If you miss for whatever reason or do not perform at your best, you may go from first team to second team in a snap.
This has been the case with junior cornerback Kevin Toliver II, a starting cornerback in 13 games over the last two seasons after signing with LSU in 2015 as the No. 1 cornerback in the nation out of Jacksonville, Fla. He missed LSU's season opener against Brigham Young because of a disciplinary suspension and did not start when he returned to action Saturday against Chattanooga.
Junior starting right cornerback Donte Jackson is believed to be the Tigers' fastest player and was expected to be the starting punt returner this season, but he fumbled some returns one too many times in practice. And he has not returned a punt yet this season.
Andraez "Greedy" Williams, a redshirt freshman who was the No. 37 ranked cornerback in the nation out of Calvary Baptist High in Shreveport in 2016, has started both of LSU's games at left cornerback over Toliver. And he will likely start Saturday when the No. 11 Tigers (2-0) open Southeastern Conference play at Mississippi State (2-0) at 6 p.m. on ESPN. Williams, who got his nickname from his aunt because he ate a lot and drank a lot of milk as a baby, is eating more than other SEC defensive backs so far this season as he leads the conference in interceptions with two and in passes defended with five.
D.J. Chark, a senior wide receiver from Alexandria Senior High, had not returned punts since he was at ASH, but he was promoted the Thursday before the season opener against BYU. He leads the SEC and is ninth in the nation with 19.8 yards a return as he has brought back five for 99 yards with a 65-yard touchdown against Chattanooga Saturday that was preceded by another touchdown on a 79-yard return that was called back by penalty. He is expected to remain at punt returner.
"It's a good problem to have," LSU coach Ed Orgeron said Monday when asked how do you manage Toliver, who is an established starter suddenly out of a job. He had one tackle in limited action Saturday.
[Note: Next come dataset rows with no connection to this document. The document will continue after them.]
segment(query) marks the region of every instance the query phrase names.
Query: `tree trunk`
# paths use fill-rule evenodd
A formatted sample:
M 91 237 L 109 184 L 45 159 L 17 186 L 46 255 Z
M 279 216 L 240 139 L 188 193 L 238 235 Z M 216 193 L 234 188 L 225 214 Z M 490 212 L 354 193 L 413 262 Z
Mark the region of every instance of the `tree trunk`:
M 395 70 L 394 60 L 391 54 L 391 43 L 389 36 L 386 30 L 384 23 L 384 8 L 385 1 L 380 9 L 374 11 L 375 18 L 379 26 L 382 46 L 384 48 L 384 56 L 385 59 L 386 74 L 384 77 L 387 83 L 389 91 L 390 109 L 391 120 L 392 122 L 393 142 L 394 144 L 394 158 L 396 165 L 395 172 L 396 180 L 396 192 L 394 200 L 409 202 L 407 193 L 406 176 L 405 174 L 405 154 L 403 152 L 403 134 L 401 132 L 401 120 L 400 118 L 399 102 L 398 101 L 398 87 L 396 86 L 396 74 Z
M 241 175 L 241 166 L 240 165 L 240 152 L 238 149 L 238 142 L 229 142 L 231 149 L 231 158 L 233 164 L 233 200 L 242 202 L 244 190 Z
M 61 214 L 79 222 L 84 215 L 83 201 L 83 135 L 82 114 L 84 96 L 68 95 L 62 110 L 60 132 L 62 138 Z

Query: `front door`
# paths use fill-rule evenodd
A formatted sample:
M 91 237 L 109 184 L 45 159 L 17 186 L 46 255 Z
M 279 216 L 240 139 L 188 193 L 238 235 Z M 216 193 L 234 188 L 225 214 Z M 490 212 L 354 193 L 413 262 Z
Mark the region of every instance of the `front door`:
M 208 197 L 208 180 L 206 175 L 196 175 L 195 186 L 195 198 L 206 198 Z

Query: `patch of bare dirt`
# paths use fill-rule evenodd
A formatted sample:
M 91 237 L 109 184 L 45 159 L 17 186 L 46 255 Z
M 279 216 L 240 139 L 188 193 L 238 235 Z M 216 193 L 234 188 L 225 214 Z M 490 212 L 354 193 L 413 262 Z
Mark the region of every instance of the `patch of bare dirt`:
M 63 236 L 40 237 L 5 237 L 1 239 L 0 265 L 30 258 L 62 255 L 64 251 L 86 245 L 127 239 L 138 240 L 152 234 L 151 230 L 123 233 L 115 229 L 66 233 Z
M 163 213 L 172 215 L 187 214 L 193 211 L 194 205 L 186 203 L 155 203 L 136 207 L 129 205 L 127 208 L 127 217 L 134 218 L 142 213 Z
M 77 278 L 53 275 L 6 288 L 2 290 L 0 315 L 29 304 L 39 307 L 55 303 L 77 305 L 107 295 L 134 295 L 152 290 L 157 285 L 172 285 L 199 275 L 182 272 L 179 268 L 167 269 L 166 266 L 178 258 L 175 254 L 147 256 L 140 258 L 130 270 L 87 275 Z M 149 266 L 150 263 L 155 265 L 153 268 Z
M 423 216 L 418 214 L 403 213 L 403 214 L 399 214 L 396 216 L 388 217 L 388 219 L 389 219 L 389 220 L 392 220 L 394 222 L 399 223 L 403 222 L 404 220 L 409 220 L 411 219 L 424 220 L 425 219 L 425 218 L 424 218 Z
"Greedy waited his turn, and someone blinked," Orgeron said with a smile. "He moved in, and he's holding on to that spot. He doesn't want to give it up. That's what we like about competition."
Some coaches, particularly older ones, like to give a player his starting job back if he missed because of an injury or suspension regardless of whether his backup has played better or not. This was the case with former LSU coach Gerry DiNardo.
"There's no sacred spots on our football team," Orgeron said. "We're going to play the best players regardless of seniority or anything. And we want the guys who are playing the best. And right now, Greedy is doing that."
And Chark looks pretty good, too, in his new role returning punts.
"He has great vision," Orgeron said. "And he's just starting to learn how to do it. He's getting excited about it. I think it was an effort on all 11, but give him a lot of credit, too."
Meanwhile, Donte Jackson, like Toliver, waits.
"We'll see," Orgeron said. "Donte is a game breaker. We just have to get him comfortable catching the ball the way we want him to. Once he does that, we're going to be in good shape."
Chark got the job the first week because of his hands and Jackson's blink. He leads LSU in four receiving categories - seven catches, 180 yards, 90 yards a game and with a long of 52 yards.
"We felt that ball security was of utmost importance, and we thought D.J. had the best ball security out there. It was his first time doing it in a game, but we knew he was going to catch the football. We knew he had better ball security skills, and that's why we did it."
In the meantime, Williams and Chark are going to make sure they don't blink.
"Every day is a competition," Williams said. "Coaches are going to play who they want to play, so we've got to compete every day. I've still got a lot of learning to do. And it's about not getting complacent with myself. It's every day trying to improve."
Chark was reluctant to return punts at first, but the confidence of the coaches in him made him more confident.
"I see the big hits. And I see the muffed punt returns, and you can go from being loved to being hated on a punt return," Chark said. "But the coaches really had a lot of confidence in me, and I felt like if they're behind me, it doesn't matter. So I just came out and did what I was supposed to do."
One can also go from No. 1 to No. 2 very quickly.
"Donte's been very supportive," Chark said. "And I know if they put him back there, the same type of returns are going to happen."